1. 16
  1.  

  2. 8

    UUID keys can be really expensive for some workloads, and the chance of performance degradation really shouldn’t be treated with such a relaxed attitude.

    Most databases use some form of lexicographic range for storing items. Even high performance hash table architectures may sort their items on disk due to the extreme compression you can achieve when your keys share a significant amount of information with their neighbors. Modern b-trees will use prefix encoding to only store partial keys on each tree node, and suffix truncation is used to chop off extra bytes on split points that get percolated up to indexes, resulting in a lot of savings. sled goes so far as to completely skip storing any key material other than a node’s boundary if keys follow a fixed stride and they are constant length, as any key can be losslessly recomputed given the boundary key and the distance. This also allows for completely skipping interpolation search in favor of a branch-free lookup, avoiding a significant portion of the CPU cycles usually spent on searching through children in the read path of many indexes.

    UUIDs destroy all of these optimizations by injecting entropy into various locations of an ID. This isn’t just a size issue. Longer keys mean that you have to use more tree nodes overall to store a data set, which means more index nodes are required, which may mean that the index needs extra levels of indirection that any operation needs to pass through before reaching the relevant node. More entropy means that the RAM you’ve spent money on for keeping recently accessed nodes in cache is less cost-effective. You’ll need to spend more money on RAM if you want to keep similar hit ratios, but due to the key entropy you’re likely to need to traverse more index nodes on every access, so you may not necessarily be able to throw money at the problem in this straightforward way to resolve the performance hit.

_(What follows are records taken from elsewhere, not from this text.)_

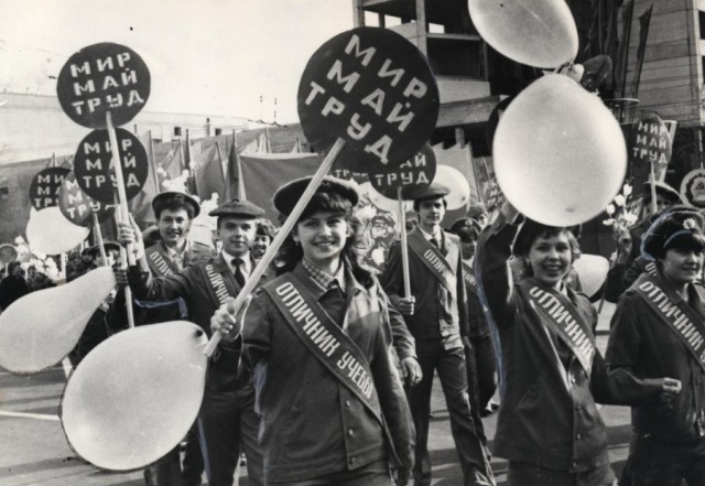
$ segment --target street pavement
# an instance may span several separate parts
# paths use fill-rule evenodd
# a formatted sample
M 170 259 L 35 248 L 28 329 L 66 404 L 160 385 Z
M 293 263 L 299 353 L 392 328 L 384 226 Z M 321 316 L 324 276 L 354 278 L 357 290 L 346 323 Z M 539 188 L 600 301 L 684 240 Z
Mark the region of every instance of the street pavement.
M 614 305 L 606 303 L 600 312 L 598 347 L 604 352 Z M 58 407 L 66 384 L 63 365 L 33 376 L 0 371 L 0 485 L 1 486 L 138 486 L 144 485 L 142 472 L 113 473 L 100 471 L 76 457 L 58 421 Z M 630 436 L 629 409 L 603 407 L 608 426 L 609 453 L 619 473 L 628 452 Z M 451 435 L 448 413 L 441 385 L 434 382 L 432 398 L 430 451 L 433 484 L 460 486 L 462 473 Z M 496 430 L 497 413 L 484 419 L 488 439 Z M 494 457 L 492 469 L 502 485 L 507 479 L 507 462 Z M 204 477 L 204 484 L 206 484 Z M 240 485 L 247 485 L 243 473 Z

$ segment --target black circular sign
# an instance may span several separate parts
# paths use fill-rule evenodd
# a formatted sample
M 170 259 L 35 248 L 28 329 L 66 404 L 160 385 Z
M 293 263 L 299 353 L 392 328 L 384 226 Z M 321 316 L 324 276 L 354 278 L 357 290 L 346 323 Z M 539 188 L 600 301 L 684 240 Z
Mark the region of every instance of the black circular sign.
M 357 28 L 311 56 L 299 85 L 306 139 L 327 152 L 347 143 L 336 166 L 383 172 L 411 159 L 438 118 L 438 87 L 426 60 L 388 29 Z
M 68 117 L 87 128 L 129 122 L 150 97 L 150 72 L 130 47 L 104 42 L 72 55 L 58 74 L 56 93 Z
M 436 175 L 436 155 L 427 144 L 406 162 L 392 171 L 369 174 L 372 187 L 384 197 L 397 199 L 398 188 L 401 197 L 410 201 L 422 194 Z
M 30 202 L 36 210 L 58 204 L 58 191 L 64 177 L 70 172 L 66 168 L 47 168 L 36 174 L 30 184 Z
M 94 213 L 99 222 L 104 222 L 112 215 L 115 206 L 96 201 L 84 193 L 76 181 L 76 175 L 72 172 L 64 177 L 58 192 L 58 208 L 73 224 L 89 227 L 93 225 Z
M 127 130 L 116 129 L 120 166 L 127 198 L 137 196 L 147 181 L 149 162 L 140 140 Z M 80 188 L 90 197 L 113 204 L 115 174 L 110 168 L 112 150 L 107 130 L 94 130 L 78 144 L 74 173 Z

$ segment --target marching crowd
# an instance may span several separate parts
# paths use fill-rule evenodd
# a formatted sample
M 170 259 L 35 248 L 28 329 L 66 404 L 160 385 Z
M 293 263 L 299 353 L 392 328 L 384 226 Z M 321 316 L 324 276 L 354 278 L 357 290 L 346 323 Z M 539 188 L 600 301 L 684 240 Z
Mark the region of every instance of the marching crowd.
M 308 181 L 276 191 L 282 217 Z M 200 208 L 184 193 L 154 198 L 154 231 L 118 224 L 137 263 L 116 270 L 112 302 L 73 363 L 127 328 L 127 285 L 137 325 L 188 320 L 221 336 L 196 423 L 145 469 L 147 483 L 199 485 L 205 473 L 230 486 L 246 464 L 250 485 L 431 485 L 436 374 L 467 486 L 496 484 L 492 454 L 508 460 L 510 486 L 705 485 L 701 213 L 666 184 L 646 187 L 643 219 L 617 235 L 603 289 L 617 303 L 603 356 L 572 267 L 577 229 L 509 203 L 491 222 L 473 207 L 444 229 L 447 194 L 432 184 L 414 201 L 406 248 L 395 241 L 377 273 L 360 255 L 356 186 L 324 179 L 237 313 L 232 298 L 276 234 L 262 208 L 232 199 L 210 212 L 217 252 L 188 239 Z M 110 264 L 118 249 L 106 244 Z M 85 252 L 85 269 L 101 263 L 98 250 Z M 481 418 L 497 388 L 490 451 Z M 631 407 L 619 479 L 598 403 Z

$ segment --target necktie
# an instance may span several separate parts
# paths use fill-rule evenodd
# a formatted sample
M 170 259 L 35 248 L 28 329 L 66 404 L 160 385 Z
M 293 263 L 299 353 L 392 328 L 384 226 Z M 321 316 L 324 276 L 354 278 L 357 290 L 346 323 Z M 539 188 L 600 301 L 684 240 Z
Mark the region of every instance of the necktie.
M 232 259 L 232 267 L 235 267 L 235 280 L 240 284 L 240 287 L 245 287 L 245 273 L 242 273 L 242 261 L 241 258 Z

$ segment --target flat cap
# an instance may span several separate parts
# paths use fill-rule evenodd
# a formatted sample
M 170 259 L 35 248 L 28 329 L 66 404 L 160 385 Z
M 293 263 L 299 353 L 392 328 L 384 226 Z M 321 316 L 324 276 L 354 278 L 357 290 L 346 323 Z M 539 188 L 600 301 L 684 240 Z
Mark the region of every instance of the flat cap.
M 238 199 L 236 197 L 213 209 L 208 213 L 208 216 L 240 216 L 246 218 L 259 218 L 260 216 L 264 216 L 264 209 L 249 201 Z
M 647 181 L 643 183 L 643 201 L 651 201 L 651 181 Z M 655 186 L 657 195 L 661 194 L 663 197 L 669 199 L 671 204 L 682 203 L 681 194 L 671 187 L 665 182 L 657 181 L 653 183 Z
M 152 199 L 152 209 L 154 209 L 155 215 L 159 215 L 166 206 L 172 204 L 191 206 L 193 208 L 194 217 L 198 216 L 198 213 L 200 213 L 200 205 L 198 204 L 198 201 L 186 193 L 177 191 L 166 191 L 155 195 Z
M 431 185 L 423 193 L 414 197 L 414 201 L 443 197 L 443 196 L 447 196 L 449 193 L 451 193 L 451 190 L 445 185 L 440 184 L 437 182 L 432 182 Z
M 302 177 L 296 179 L 288 184 L 284 184 L 274 193 L 274 207 L 281 214 L 289 215 L 291 210 L 294 208 L 301 196 L 303 195 L 306 187 L 308 187 L 308 183 L 313 177 Z M 318 193 L 335 193 L 339 196 L 348 199 L 352 206 L 357 204 L 360 196 L 357 193 L 357 188 L 355 183 L 349 181 L 344 181 L 341 179 L 333 177 L 326 175 L 323 177 L 321 185 L 316 190 L 315 194 Z

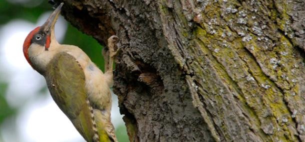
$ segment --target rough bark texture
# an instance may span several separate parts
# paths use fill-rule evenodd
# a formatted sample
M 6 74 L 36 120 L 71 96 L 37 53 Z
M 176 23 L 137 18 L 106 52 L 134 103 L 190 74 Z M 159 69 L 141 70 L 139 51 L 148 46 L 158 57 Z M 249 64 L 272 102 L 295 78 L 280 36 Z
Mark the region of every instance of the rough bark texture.
M 64 1 L 126 46 L 114 91 L 131 142 L 305 141 L 304 0 Z

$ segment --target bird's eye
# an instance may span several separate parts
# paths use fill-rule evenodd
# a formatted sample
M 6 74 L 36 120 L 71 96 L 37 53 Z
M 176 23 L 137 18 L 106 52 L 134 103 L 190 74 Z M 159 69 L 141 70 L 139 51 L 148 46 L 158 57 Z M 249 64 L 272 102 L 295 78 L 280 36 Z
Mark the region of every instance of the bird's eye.
M 40 34 L 36 36 L 36 39 L 40 40 L 42 39 L 42 36 Z

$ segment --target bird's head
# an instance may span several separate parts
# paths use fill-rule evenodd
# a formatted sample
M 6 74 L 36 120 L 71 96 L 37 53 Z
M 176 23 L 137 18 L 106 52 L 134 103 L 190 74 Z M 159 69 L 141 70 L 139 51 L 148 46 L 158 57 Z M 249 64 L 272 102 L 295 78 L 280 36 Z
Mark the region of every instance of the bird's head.
M 54 33 L 54 27 L 60 13 L 60 9 L 63 4 L 64 3 L 61 3 L 42 25 L 34 29 L 30 32 L 26 38 L 23 46 L 24 54 L 31 66 L 32 66 L 32 64 L 30 59 L 30 54 L 38 54 L 38 53 L 29 52 L 32 47 L 40 48 L 40 50 L 33 50 L 34 51 L 37 51 L 34 52 L 42 52 L 41 51 L 47 52 L 49 47 L 50 47 L 51 42 L 57 42 Z

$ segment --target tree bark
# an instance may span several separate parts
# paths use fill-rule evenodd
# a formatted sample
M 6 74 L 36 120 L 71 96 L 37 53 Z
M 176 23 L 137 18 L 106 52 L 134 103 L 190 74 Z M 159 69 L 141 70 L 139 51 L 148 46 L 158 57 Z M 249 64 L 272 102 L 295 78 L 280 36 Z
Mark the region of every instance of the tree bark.
M 100 44 L 130 142 L 305 141 L 303 0 L 63 0 Z

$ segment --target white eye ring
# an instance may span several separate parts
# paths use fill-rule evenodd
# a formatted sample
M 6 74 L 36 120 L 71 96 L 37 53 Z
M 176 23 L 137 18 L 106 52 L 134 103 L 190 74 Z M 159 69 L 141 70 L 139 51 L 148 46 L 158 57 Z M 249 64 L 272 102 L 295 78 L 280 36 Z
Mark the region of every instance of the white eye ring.
M 40 35 L 38 35 L 37 36 L 36 36 L 36 39 L 37 40 L 40 40 L 42 39 L 42 36 Z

    It’s fine if you really don’t care about performance, or if low-coordination is worth sacrificing storage price performance for, but measure carefully and don’t brush off the chance of this really messing up metrics that matter otherwise.

    1. 4

      There are a few misconceptions in the article. It tries to differentiate between integer keys and UUID keys, but a UUID is a 128-bit integer, so it’s conflating two things:

      • Identifier space (16-, 32-, 64-, and 128-bit)
      • Identifier allocation policy (sequential, random, other)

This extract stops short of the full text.